Even as debate on the ‘scientific elections’ rages on, Besigye, who has lost four consecutive presidential elections, seems to have little hope in the process.
“If we have no power to make decisions in this country then we have no vote, a near paper is not a vote,” he says.
He is rallying his PG, largest opposition political party the Forum for Democratic Change (FDC), People Power pressure group and other anti-Museveni forces to unite.
“You cannot be a Besigye supporter when your focus is on attacking those who are as oppressed as Besigye. Then you are not a Besigye supporter. We should all focus on the oppressor,” Besigye has appealed to political opposition.
“If you want to be a freedom fighter, focus on who is oppressing us and not the oppressed. I have always apprehended Besigye or People’s Government supporters who attack the oppressed.”
He has also emphasized that there should be “no justification whatsoever to turn guns on each other.”
“There should not be any fight between the People’s Government and People Power supporters because we are all oppressed.”
While his recent coalition with Bobi Wine, a singer-turned-politician, and other political players has been interpreted as being geared at the 2021 elections, Besigye says otherwise.
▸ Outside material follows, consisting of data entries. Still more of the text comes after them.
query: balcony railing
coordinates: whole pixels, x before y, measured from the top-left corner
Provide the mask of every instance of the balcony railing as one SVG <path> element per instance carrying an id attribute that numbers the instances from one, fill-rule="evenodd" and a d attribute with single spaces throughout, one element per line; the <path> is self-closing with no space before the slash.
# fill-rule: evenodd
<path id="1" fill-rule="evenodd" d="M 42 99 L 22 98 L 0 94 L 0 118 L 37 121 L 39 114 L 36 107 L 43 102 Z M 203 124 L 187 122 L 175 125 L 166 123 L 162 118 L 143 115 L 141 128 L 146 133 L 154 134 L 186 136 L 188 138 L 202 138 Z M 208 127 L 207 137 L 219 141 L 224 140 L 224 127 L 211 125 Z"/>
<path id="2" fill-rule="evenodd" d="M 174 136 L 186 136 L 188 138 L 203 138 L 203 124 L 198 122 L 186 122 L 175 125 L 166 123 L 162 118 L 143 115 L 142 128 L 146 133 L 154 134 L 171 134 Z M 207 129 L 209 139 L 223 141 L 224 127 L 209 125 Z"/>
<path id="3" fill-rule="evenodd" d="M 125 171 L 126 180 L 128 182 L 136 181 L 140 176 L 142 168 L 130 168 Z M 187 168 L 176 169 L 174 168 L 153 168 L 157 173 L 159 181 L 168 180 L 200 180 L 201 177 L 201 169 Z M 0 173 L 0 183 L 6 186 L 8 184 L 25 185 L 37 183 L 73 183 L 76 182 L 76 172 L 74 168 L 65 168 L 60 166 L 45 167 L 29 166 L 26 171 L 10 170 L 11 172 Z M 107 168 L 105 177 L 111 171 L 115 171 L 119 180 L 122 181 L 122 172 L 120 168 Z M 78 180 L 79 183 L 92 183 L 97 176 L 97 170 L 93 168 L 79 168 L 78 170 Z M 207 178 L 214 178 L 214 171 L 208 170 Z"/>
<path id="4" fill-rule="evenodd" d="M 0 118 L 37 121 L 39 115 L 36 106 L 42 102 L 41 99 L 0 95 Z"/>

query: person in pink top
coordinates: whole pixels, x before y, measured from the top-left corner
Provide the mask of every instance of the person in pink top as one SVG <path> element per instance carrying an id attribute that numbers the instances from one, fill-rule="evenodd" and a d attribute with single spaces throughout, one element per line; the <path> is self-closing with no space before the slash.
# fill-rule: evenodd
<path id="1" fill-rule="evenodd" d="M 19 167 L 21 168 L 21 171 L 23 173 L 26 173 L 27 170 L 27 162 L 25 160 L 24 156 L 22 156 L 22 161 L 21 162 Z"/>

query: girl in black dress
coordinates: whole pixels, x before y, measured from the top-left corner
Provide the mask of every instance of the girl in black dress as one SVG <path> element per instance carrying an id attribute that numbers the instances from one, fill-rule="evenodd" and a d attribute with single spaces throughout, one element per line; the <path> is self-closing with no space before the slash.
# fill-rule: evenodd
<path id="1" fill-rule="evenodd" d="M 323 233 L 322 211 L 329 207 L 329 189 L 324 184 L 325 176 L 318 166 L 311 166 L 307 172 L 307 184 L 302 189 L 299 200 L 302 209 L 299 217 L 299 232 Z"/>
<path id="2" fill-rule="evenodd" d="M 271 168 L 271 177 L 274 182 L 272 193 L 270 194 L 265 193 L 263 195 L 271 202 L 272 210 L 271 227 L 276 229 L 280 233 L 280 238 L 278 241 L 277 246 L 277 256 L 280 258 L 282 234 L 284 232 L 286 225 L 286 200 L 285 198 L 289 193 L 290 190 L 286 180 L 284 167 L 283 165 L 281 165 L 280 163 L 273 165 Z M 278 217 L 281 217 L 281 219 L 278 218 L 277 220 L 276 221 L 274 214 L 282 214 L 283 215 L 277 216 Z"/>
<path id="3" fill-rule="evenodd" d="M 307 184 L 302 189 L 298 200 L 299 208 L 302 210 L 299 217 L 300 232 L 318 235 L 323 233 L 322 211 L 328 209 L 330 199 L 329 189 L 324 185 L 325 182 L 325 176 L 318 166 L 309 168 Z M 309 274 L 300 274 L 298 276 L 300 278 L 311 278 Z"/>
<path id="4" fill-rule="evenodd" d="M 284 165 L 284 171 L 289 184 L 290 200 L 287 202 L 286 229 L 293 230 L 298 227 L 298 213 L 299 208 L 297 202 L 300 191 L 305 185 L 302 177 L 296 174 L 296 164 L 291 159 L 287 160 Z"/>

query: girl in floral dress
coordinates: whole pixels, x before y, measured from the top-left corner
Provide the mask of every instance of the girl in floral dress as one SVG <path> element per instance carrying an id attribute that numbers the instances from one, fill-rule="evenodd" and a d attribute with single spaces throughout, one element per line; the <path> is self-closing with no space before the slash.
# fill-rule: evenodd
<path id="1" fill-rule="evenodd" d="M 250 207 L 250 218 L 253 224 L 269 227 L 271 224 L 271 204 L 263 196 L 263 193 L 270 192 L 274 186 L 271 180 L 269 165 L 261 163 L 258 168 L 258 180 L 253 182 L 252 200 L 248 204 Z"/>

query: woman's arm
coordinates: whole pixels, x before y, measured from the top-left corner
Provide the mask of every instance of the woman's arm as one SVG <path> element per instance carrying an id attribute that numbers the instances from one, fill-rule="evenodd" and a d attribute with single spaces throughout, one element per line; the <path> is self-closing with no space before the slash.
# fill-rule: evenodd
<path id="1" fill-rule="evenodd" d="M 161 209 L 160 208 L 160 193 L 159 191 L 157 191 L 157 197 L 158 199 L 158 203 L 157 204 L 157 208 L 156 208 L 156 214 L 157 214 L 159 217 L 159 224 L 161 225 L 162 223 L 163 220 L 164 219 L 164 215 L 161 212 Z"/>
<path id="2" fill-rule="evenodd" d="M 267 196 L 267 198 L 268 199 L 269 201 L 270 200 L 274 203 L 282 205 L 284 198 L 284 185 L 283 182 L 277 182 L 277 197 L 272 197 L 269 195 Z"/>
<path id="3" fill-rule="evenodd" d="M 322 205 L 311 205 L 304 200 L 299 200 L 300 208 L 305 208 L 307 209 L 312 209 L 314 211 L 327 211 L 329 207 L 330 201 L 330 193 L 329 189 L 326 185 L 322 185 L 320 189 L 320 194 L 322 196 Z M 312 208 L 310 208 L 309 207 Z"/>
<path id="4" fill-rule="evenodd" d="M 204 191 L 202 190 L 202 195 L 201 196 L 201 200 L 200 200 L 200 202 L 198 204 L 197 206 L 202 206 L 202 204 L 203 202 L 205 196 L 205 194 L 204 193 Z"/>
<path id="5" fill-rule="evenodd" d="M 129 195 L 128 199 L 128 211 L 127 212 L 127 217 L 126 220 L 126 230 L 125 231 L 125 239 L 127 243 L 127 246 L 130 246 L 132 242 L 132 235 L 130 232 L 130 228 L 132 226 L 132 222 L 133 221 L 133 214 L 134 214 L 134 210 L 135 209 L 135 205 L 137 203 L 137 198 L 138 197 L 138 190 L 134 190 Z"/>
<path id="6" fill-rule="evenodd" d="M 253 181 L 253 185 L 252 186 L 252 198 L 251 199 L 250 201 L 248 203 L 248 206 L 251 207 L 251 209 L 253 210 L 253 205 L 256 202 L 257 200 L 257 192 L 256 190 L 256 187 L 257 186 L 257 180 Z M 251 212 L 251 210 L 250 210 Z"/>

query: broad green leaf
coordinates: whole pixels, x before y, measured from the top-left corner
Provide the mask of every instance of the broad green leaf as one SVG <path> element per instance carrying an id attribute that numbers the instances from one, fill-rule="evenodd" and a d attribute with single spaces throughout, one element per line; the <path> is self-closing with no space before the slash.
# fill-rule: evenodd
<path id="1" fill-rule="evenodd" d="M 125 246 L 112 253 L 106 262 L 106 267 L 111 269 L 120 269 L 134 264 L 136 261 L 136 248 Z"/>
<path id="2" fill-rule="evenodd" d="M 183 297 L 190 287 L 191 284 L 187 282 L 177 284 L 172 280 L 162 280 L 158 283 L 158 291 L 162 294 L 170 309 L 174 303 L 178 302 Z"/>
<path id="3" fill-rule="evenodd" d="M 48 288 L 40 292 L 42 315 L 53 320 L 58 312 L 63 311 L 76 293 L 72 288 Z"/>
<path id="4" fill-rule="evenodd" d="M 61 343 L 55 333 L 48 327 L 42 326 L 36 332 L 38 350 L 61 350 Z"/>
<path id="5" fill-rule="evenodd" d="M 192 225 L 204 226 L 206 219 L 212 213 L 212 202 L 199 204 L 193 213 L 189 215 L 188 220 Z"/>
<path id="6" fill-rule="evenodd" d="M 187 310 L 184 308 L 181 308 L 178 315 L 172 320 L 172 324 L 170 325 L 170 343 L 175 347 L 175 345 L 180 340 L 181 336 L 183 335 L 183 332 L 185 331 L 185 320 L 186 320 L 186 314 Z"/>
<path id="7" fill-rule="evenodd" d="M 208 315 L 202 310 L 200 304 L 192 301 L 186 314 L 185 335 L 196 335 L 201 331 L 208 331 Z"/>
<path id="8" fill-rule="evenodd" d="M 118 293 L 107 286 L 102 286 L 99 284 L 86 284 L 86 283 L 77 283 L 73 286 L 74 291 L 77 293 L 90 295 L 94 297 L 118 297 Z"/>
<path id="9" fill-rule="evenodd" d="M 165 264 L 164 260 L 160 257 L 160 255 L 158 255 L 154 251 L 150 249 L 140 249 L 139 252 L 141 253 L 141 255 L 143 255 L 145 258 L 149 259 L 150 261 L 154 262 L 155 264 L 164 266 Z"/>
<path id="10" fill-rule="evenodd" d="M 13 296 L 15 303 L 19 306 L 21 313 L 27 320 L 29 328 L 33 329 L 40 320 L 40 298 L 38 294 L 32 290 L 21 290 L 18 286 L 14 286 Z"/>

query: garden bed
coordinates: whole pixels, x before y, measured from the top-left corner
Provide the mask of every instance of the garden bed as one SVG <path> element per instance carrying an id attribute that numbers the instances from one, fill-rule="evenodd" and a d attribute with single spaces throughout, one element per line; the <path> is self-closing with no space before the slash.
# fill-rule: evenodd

On June 18, he told TV47 Kenya’s Eugene Anangwe that his deal with Bobi Wine had nothing to do with a joint presidential candidate plot.
Even on the day of unveiling the coalition, Besigye’s aide Ronald Muhinda had written that “the Unity Platform of leaders in FDC, DP, UPC, JEEMA, CP, TJ, People’s Government and People Power is not an Electoral Platform.”
Muhinda had said the united front was a “show of unity to take on Mr Museveni and advance Defiance as a means of struggle to remove Mr Museveni from power and stop him from organising or being a candidate in future sham elections.”